Ancien aumônier militaire, Ernst Toller s’occupe de l’une des premières églises réformées aux États-Unis. Lorsqu’il fait la connaissance d’un activiste écologiste désabusé et inquiet à l’idée d’avoir un enfant sur une planète vouée à la destruction, le pasteur voit ses doutes sur l’existence et sur sa profession de foi resurgir. Ces derniers se renforcent lorsqu’il se rend compte que son église a des liens avec une multinationale douteuse.
Après s’être fait massacrer pour Dog eat dog et La sentinelle, Paul Schrader signe un retour en très grande forme avec un long-métrage qui n’est pas sans rappeler Taxi Driver et À tombeau ouvert. À l’image des deux films de Martin Scorsese écrits par Schrader, First Reformed, tristement renommé Sur le chemin de la rédemption en France, nous plonge dans les errances mentales d’un homme qui aura besoin d’une action salutaire pour s’en extirper. Cependant, le cadre dans lequel le personnage évolue est ici nettement plus isolé, puisque le cinéaste ancre son récit dans une petite ville qui est l’exact opposé de New York.

Comme Travis Bickle, Ernst Toller livre son ressenti par écrit, cette fois-ci sur un journal et non des courriers, qu’il s’applique à tenir pendant une année. Alors que le personnage incarné par Robert De Niro était traumatisé par la guerre du Vietnam, le pasteur ne se remet quant à lui pas de la mort de son fils en Irak. La douleur est ravivée lorsque l’un de ses paroissiens évoque, au cours d’un dialogue magistral qui soulève avec justesse bon nombre d’interrogations actuelles, son incapacité à élever un enfant.

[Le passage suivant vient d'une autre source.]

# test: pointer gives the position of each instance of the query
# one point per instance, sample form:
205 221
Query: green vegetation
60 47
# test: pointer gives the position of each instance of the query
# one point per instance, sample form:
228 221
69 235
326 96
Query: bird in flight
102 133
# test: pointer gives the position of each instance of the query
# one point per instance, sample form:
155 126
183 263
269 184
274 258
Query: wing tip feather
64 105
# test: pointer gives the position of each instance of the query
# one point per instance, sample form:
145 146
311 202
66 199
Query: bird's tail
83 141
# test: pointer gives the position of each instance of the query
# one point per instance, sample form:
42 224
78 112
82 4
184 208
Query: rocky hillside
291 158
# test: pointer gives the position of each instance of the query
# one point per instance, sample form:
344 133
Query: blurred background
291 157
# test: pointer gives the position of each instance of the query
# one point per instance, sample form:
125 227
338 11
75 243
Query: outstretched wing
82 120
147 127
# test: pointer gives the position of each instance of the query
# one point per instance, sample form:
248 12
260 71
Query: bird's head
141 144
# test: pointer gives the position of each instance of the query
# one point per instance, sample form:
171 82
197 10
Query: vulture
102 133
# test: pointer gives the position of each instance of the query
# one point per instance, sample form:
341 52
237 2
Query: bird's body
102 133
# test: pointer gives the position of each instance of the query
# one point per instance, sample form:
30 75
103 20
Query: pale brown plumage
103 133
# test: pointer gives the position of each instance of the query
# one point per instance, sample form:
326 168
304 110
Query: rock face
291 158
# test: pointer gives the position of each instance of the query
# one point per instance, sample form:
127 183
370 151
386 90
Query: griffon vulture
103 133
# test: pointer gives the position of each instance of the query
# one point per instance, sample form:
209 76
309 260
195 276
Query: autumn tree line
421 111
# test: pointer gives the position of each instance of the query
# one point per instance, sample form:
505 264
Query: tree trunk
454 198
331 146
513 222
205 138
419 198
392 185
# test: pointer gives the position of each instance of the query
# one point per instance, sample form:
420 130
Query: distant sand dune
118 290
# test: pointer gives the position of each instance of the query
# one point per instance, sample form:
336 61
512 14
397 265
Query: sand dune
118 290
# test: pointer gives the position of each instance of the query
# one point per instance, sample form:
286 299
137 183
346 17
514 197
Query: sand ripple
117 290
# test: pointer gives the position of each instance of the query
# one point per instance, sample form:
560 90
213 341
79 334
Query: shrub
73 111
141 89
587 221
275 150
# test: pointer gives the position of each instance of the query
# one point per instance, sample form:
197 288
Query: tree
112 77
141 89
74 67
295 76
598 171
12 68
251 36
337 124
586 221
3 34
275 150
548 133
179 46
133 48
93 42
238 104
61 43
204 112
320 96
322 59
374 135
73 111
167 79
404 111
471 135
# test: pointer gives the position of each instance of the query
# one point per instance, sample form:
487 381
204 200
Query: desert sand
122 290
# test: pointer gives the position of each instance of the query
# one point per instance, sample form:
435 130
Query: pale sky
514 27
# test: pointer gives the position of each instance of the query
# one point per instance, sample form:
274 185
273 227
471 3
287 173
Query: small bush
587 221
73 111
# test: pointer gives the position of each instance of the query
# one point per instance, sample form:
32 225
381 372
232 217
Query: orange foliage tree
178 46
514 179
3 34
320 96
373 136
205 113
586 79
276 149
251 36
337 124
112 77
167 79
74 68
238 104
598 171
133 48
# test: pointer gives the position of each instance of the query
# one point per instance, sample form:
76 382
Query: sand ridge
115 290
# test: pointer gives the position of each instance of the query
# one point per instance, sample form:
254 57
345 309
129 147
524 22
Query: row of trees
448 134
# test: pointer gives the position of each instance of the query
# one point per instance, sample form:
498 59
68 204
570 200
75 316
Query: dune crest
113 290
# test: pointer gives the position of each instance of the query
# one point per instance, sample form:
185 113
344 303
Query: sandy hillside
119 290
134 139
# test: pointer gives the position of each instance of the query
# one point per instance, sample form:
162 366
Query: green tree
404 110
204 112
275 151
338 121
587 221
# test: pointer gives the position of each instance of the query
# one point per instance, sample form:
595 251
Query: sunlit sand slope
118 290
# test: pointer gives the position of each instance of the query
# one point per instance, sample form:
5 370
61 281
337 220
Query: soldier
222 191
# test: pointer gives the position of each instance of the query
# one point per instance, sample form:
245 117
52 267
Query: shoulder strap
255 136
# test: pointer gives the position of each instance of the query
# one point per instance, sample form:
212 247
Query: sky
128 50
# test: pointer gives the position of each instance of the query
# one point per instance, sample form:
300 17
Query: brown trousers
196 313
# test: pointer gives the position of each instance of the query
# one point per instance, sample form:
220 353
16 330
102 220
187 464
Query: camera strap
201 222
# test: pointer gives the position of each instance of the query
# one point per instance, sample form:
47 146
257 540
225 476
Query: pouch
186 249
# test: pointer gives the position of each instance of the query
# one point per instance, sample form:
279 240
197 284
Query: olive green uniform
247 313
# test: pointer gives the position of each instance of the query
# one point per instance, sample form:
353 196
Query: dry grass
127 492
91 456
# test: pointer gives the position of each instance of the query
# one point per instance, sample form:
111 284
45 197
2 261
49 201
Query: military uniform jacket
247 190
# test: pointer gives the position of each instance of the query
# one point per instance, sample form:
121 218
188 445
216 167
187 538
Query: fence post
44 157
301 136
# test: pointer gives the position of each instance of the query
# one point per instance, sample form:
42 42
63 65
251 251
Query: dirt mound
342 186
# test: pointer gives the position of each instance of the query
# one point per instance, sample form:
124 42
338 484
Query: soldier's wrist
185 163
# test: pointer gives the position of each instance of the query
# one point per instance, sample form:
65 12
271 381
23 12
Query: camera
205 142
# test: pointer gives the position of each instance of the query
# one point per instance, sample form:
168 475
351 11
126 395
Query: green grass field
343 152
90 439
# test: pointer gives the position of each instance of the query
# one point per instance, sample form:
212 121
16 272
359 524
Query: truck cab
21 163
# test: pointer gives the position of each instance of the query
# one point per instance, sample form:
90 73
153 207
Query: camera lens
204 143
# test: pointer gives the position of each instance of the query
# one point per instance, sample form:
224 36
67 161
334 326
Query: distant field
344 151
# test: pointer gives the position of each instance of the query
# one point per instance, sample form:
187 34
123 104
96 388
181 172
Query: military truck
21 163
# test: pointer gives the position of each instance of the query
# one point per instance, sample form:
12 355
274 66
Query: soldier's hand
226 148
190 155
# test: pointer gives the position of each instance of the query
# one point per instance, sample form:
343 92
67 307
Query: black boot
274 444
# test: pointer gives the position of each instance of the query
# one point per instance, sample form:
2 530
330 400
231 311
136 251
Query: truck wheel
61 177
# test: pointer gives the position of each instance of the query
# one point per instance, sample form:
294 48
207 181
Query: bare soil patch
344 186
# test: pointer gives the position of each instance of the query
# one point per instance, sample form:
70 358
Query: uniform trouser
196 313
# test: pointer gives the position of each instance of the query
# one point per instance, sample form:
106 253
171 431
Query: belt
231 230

Au cours de cette séquence charnière, Ethan Hawke illumine les plans fixes de Paul Schrader avec son envie de replacer l’espoir dans l’esprit malade de son interlocuteur. Le spectateur, dont l’impuissance est renforcée par la stabilité des images, assistera par la suite à la chute du prêtre, dont la foi est remise en question par les désillusions qui s’enchaînent. C’est en effet le désespoir qui devient finalement contagieux, et le désenchantement qui habite le militant vient peu à peu se loger chez Toller. Le seul élément lumineux du film, véritable repère pour les deux hommes, est l’épouse de l’activiste incarnée par Amanda Seyfried, dont la bonté offre une scène finale magnifique et inattendue, qui surprend autant qu’elle laisse la gorge nouée.

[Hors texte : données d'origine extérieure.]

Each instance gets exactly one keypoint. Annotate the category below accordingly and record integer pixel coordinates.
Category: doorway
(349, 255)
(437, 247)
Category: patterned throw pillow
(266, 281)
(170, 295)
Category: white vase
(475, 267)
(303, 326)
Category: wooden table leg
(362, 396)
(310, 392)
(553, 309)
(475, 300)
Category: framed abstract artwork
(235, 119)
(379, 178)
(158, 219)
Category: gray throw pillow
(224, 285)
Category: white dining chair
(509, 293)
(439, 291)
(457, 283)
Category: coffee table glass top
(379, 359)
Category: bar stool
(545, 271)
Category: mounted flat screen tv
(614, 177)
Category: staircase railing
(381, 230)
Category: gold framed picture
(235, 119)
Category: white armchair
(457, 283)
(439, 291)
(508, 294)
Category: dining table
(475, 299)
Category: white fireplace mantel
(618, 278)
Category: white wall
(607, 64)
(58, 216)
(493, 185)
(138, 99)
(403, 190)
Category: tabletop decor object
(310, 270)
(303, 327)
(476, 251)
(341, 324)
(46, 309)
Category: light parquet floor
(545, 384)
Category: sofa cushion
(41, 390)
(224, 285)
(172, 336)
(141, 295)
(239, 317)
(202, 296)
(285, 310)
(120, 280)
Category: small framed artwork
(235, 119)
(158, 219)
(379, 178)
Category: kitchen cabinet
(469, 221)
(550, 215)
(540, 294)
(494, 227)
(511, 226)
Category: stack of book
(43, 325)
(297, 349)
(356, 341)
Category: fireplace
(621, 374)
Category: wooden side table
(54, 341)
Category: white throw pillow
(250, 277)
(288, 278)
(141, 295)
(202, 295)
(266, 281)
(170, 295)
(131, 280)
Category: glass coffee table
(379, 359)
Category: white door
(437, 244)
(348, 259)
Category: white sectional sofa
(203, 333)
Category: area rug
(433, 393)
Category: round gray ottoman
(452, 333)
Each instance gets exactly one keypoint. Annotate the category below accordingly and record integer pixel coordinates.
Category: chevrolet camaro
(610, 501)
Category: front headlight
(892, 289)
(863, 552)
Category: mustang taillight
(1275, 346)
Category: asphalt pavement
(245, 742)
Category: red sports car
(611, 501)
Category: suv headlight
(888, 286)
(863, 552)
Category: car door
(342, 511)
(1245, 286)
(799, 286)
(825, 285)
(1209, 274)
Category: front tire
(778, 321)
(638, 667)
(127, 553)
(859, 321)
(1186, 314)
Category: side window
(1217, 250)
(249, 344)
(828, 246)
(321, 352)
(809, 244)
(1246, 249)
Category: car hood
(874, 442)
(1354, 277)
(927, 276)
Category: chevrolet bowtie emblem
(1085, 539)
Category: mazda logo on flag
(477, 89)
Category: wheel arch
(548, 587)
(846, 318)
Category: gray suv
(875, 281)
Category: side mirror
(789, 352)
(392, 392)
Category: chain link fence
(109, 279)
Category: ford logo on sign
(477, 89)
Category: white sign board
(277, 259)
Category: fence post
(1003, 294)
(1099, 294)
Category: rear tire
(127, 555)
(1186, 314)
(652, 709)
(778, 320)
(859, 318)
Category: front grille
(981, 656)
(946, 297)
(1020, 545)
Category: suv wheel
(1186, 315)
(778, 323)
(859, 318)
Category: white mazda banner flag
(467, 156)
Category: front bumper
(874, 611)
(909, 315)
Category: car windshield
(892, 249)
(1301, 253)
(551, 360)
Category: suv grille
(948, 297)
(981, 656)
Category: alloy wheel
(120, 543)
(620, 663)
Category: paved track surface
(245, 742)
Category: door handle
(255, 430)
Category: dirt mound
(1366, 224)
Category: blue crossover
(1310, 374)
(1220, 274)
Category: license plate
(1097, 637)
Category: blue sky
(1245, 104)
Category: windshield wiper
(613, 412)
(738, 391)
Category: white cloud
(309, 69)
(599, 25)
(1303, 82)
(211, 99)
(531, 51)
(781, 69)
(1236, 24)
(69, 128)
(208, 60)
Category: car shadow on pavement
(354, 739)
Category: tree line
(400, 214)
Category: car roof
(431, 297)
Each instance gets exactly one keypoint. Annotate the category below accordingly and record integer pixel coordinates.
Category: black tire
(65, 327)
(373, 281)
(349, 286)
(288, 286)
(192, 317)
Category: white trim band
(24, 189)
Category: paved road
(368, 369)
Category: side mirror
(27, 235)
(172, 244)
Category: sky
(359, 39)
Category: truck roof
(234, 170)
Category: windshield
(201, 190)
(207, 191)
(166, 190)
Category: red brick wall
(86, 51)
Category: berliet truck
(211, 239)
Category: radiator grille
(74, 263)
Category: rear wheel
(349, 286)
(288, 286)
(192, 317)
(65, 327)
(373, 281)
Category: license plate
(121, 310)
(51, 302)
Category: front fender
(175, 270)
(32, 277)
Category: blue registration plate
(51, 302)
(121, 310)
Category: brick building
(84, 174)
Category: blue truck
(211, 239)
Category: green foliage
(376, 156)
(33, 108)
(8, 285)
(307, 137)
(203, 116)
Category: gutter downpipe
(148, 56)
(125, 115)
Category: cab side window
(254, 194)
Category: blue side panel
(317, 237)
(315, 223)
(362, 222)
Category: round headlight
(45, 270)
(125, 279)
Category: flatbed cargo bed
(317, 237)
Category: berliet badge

Cette conclusion iconoclaste ramène autant l’envie de croire à la perspective d’un avenir meilleur qu’elle provoque la douleur. Cette dernière devient d’ailleurs physique au fil du film, à mesure que les deux hommes qui la ressentent deviennent incapables de la supporter mentalement. Le choix du format 4:3 renforce la proximité et l’empathie que le spectateur éprouve envers Toller. Il devient en effet aussi proche de lui qu’il l’était de Travis Bickle et de l’ambulancier Frank Pierce, et se retrouve peu à peu envahi par l’envie de le voir s’en sortir, même s’il est conscient que la fin du voyage se fera dans la souffrance.

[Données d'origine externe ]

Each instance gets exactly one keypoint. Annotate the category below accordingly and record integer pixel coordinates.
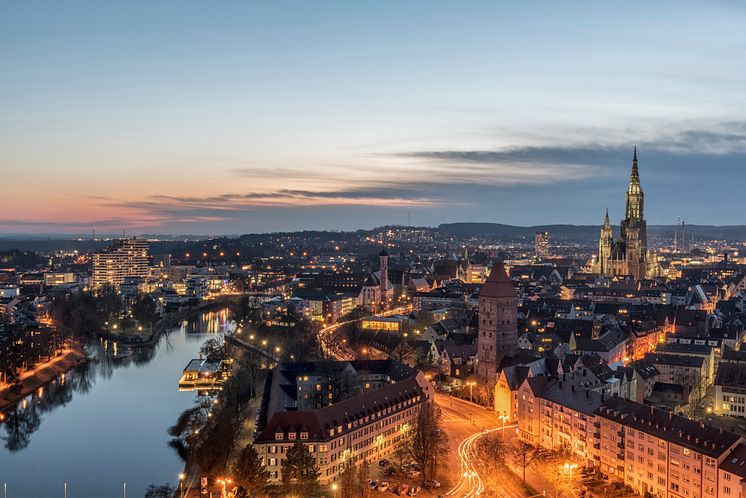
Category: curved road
(470, 483)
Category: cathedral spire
(635, 177)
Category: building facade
(628, 255)
(127, 258)
(498, 323)
(367, 426)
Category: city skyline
(181, 118)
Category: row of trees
(426, 443)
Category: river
(106, 424)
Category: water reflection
(121, 389)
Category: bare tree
(249, 472)
(523, 455)
(347, 480)
(697, 392)
(403, 353)
(491, 451)
(363, 476)
(428, 443)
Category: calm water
(100, 427)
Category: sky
(235, 117)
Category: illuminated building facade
(629, 254)
(127, 258)
(498, 323)
(367, 426)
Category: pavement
(465, 424)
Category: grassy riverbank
(43, 373)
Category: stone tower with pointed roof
(628, 255)
(604, 246)
(383, 258)
(498, 327)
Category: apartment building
(657, 452)
(368, 425)
(559, 414)
(126, 258)
(730, 390)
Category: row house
(558, 415)
(366, 427)
(661, 454)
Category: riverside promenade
(41, 374)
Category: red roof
(498, 284)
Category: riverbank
(168, 321)
(39, 376)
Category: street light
(504, 418)
(471, 385)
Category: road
(465, 424)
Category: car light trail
(470, 483)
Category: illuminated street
(466, 423)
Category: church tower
(604, 247)
(383, 276)
(498, 323)
(633, 227)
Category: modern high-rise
(126, 258)
(498, 323)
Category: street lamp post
(471, 385)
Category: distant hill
(582, 233)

Voir Paul Schrader revenir près de 20 ans après À tombeau ouvert et 40 ans après Hardcore, avec un film aussi convaincant et énervé que First Reformed s’avère extrêmement rassurant. Sans verser dans la nostalgie d’un cinéma révolu, le long-métrage ravive des questionnements que bon nombre de films du Nouvel Hollywood ont su provoquer, notamment sur la façon d’avancer vers un avenir incertain, avec des parti pris esthétiques marqués mais savamment dosés pour ne pas tomber dans la grossièreté. Comme il a toujours su le faire, le cinéaste et scénariste nous dévoile une nouvelle œuvre magnifique sur un individu quasiment seul, qui sombre peu à peu dans la destruction pour rejeter un monde qui le dépasse et auquel il n’appartient plus, mais qu’il aimerait pourtant retrouver.